Un’occasione persa per il panorama sci-fi horror

L’onestà e la buona fede investite nella realizzazione di un gioco sono chiaramente identificabili da chiunque abbia la capacità di leggere tra le righe, di intravedere le reali intenzioni del team di sviluppo e di trovare qualità distintive anche in un mare di difetti. Syndrome vanta un’onestà intellettuale intrinseca molto spiccata, ma fallisce nel tentativo di crearsi un’identità propria, ispirandosi fin troppo ad opere dello stesso genere, divenendone così una “brutta copia” e perdendo – di fatto – l’occasione di scavarsi una propria nicchia nel panorama di genere.

Perché? Ve lo spieghiamo noi.

Svegliarsi in un’astronave deserta non è più così esaltante

L’incipit di Syndrome è uno dei più familiari per quanto riguarda l’horror fantascientifico: il protagonista si sveglia, totalmente solo e privo di qualsiasi ricordo, in un’astronave deserta e lasciata nel totale abbandono. Cominceremo quindi, come è ovvio che sia, a girovagare per le stanze della nave, tentando di comprendere cosa sia accaduto a tutto l’equipaggio. Non passerà molto tempo che verremo contattati dall’ufficiale di turno, unica anima rimasta in vita a bordo, che ci svelerà poco o nulla sugli avvenimenti precedenti il nostro risveglio, limitandosi a interpretare il ruolo di “guida” e ad affidarci incarichi di vario genere finalizzati alla fuga dall’incubo dentro cui ci siamo destati.

L’introduzione non è delle più originali, e prende spunto a piene mani da titoli fantascientifici ben più conosciuti e marchiati a fuoco nelle nostre memorie videoludiche, mentre la trama verrà man mano svelata tramite i soliti documenti sparsi qua e là negli ambienti.

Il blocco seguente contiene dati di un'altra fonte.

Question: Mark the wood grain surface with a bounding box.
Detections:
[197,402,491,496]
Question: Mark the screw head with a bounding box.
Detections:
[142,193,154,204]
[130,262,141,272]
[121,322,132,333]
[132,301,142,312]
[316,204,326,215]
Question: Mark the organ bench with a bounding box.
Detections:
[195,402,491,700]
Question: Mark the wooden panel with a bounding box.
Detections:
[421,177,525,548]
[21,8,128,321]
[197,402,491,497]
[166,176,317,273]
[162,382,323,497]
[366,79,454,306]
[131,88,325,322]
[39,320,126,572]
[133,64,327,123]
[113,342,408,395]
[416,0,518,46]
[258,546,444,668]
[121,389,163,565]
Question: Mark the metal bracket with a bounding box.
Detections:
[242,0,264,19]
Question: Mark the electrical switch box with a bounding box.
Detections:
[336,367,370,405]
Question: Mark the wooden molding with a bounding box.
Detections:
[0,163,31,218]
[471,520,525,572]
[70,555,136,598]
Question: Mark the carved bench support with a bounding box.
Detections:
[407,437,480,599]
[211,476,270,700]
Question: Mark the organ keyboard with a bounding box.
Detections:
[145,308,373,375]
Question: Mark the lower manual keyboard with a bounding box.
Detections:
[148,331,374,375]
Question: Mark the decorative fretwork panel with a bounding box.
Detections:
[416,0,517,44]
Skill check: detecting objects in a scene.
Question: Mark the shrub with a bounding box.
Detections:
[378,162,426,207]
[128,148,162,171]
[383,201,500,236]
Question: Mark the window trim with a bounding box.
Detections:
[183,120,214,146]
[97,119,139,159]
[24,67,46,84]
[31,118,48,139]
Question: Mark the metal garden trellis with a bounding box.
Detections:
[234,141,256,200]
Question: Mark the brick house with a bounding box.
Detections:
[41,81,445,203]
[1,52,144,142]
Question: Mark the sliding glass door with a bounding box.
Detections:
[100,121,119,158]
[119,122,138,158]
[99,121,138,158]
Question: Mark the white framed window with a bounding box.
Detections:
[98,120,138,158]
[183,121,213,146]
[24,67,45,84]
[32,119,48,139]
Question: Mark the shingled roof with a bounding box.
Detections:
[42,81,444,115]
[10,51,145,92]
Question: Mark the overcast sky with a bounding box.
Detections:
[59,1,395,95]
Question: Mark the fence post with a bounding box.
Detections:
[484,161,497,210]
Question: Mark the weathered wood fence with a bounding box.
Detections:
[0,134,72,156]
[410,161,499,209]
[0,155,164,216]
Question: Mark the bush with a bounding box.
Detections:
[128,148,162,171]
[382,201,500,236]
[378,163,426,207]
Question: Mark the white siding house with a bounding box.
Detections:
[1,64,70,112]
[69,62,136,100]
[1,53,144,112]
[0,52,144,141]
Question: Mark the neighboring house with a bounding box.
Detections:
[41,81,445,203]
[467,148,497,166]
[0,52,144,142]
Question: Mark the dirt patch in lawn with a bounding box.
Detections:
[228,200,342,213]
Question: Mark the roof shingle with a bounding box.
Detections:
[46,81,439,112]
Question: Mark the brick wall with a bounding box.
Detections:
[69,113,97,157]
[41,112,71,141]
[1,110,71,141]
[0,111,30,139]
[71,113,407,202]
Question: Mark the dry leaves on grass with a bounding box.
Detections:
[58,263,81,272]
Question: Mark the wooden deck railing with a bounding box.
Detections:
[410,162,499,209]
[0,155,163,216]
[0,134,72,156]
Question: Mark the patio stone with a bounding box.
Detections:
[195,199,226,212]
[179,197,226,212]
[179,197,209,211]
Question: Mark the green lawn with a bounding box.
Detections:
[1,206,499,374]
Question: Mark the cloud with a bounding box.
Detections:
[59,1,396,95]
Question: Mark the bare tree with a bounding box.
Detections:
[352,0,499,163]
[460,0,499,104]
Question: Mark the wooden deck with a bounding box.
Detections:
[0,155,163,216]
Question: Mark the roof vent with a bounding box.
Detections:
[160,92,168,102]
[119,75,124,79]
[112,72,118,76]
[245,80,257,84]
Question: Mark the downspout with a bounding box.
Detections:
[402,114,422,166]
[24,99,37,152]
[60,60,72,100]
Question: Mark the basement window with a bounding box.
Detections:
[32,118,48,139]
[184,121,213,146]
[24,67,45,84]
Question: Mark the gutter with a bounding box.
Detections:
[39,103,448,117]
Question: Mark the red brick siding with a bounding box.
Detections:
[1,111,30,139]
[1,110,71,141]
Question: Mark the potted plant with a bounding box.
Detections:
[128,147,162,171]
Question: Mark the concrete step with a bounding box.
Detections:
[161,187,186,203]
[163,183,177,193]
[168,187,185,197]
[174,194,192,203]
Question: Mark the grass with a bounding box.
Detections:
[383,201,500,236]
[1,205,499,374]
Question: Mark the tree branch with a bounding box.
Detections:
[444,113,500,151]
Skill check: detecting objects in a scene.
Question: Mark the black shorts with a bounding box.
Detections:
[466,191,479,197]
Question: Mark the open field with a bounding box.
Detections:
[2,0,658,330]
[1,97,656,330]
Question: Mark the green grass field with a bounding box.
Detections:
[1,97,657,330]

Come da norma di genere, il gioco consiste nel girovagare – più o meno silenziosamente – all’interno dell’astronave per svolgere diverse mansioni, venendo spesso ostacolati dalle presenze ostili e mostruose che ne infestano i vari ambienti. Sicuramente non contestiamo la scelta dell’incipit e dello svolgimento degli eventi visto che, a partire da queste basi sci-fi horror, si può tirar fuori un prodotto più che ottimo, che riesca a promuovere “a colpi d’atmosfera” uno stato di ansia perenne, alimentando inoltre la curiosità del giocatore con una trama intrigante e coinvolgente.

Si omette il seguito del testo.